The book is “ficinformational”: it is a reassuring bedtime story and also introduces kids to bats, White Nose Syndrome, and the practice of citizen science. What I wrote in my notes was what I believed, though looking back at those words now, I’m struck by their hesitation. “Interesting”, “weren’t necessarily” and “could be” – there’s serious discomfort there, right? And “Caucasian”?! How about “white”!
There was some white guilt at play, for sure. And some newbie anxiety: are authors allowed to offer this sort of input? And, too, the uncomfortable business of raising questions about race to publishers who I have never met and ultimately know very little about.
Fast forward to this April: I received the first sketches. When I opened the pdf my stomach did a huge flip-flop – not only from the thrill of seeing the story made visual, or because illustrator Susan Detwiler — also a white woman — had done SUCH beautiful drawings, but also because the publisher and she had run with that cautious suggestion: the book’s characters were black.

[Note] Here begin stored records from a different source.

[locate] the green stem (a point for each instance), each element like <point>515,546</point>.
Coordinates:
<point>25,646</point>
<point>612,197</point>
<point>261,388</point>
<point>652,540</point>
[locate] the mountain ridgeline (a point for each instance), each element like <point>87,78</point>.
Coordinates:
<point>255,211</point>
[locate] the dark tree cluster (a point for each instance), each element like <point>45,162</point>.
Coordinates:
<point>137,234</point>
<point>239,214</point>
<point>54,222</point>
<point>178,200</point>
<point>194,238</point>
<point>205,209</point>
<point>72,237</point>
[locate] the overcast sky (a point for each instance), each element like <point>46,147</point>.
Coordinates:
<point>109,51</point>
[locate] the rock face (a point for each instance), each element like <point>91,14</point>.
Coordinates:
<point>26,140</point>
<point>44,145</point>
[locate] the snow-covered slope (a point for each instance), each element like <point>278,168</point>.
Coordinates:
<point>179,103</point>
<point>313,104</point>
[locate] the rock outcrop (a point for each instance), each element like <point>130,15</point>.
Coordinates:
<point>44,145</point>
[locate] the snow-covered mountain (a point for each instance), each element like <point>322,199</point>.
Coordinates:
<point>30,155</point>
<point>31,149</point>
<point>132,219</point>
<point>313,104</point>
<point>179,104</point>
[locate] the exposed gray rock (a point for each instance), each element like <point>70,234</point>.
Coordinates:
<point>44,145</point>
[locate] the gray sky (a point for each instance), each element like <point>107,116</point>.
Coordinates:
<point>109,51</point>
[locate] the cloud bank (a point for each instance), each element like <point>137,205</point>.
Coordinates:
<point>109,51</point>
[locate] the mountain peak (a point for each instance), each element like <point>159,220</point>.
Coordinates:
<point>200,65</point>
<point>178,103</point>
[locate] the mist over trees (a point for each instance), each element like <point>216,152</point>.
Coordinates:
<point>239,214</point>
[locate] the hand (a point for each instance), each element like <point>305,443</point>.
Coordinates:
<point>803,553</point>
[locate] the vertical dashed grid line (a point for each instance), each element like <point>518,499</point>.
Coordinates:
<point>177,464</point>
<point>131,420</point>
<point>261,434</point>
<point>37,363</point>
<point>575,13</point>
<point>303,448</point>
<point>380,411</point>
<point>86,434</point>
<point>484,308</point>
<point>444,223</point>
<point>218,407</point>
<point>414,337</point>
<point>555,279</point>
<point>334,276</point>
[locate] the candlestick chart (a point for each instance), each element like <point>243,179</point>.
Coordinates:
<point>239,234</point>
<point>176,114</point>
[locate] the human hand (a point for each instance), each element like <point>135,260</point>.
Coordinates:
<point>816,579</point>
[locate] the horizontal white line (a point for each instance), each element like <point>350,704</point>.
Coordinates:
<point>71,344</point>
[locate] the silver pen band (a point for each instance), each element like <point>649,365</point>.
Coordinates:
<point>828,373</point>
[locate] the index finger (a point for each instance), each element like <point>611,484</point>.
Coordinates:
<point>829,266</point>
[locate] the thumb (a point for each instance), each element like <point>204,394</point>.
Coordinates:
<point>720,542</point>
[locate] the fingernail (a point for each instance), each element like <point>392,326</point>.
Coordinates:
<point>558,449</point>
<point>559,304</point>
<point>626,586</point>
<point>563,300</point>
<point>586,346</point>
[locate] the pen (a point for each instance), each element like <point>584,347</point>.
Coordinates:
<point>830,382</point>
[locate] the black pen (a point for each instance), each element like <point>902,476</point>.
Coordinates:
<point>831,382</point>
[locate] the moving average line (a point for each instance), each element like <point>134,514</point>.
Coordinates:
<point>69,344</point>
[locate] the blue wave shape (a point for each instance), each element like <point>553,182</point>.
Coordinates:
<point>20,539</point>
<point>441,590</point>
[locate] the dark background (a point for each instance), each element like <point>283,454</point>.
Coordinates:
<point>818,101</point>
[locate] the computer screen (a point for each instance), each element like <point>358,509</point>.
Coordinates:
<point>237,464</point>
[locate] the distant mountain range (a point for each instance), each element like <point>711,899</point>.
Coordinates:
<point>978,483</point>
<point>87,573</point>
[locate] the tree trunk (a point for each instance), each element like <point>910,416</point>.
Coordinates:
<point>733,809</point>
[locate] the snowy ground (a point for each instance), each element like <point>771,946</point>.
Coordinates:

I panicked. Then I hit the phones and queried all my friends who think a lot about race and social justice – black, white and other – to share my doubts. Was the suggestion patronizing in the first place? Is it not my place to try to right the ship in this one small way?
Everyone was reassuring — but they all also know me. And they’re my friends.
The book goes to the printer in a month. Questions linger though, and new ones crop up. Does it make it more ok that I’m white since the book doesn’t address race or any culturally specific themes? Or: did I just slot black characters into a white world, in some sort of contorted version of black-face?
BAT COUNT, when it is out, will speak for itself in some measure. By some assessments it will seem like a good thing that the book features black characters. By others, it won’t. And still others won’t give it second thought. When I start spinning again on these issues — like I did this morning after reading that post — I sometimes find myself wishing I was in that latter camp and could feel less angst. But hard as these questions are, they are so important. And it’s great that so many people in the kid lit world are jumping in to embrace them.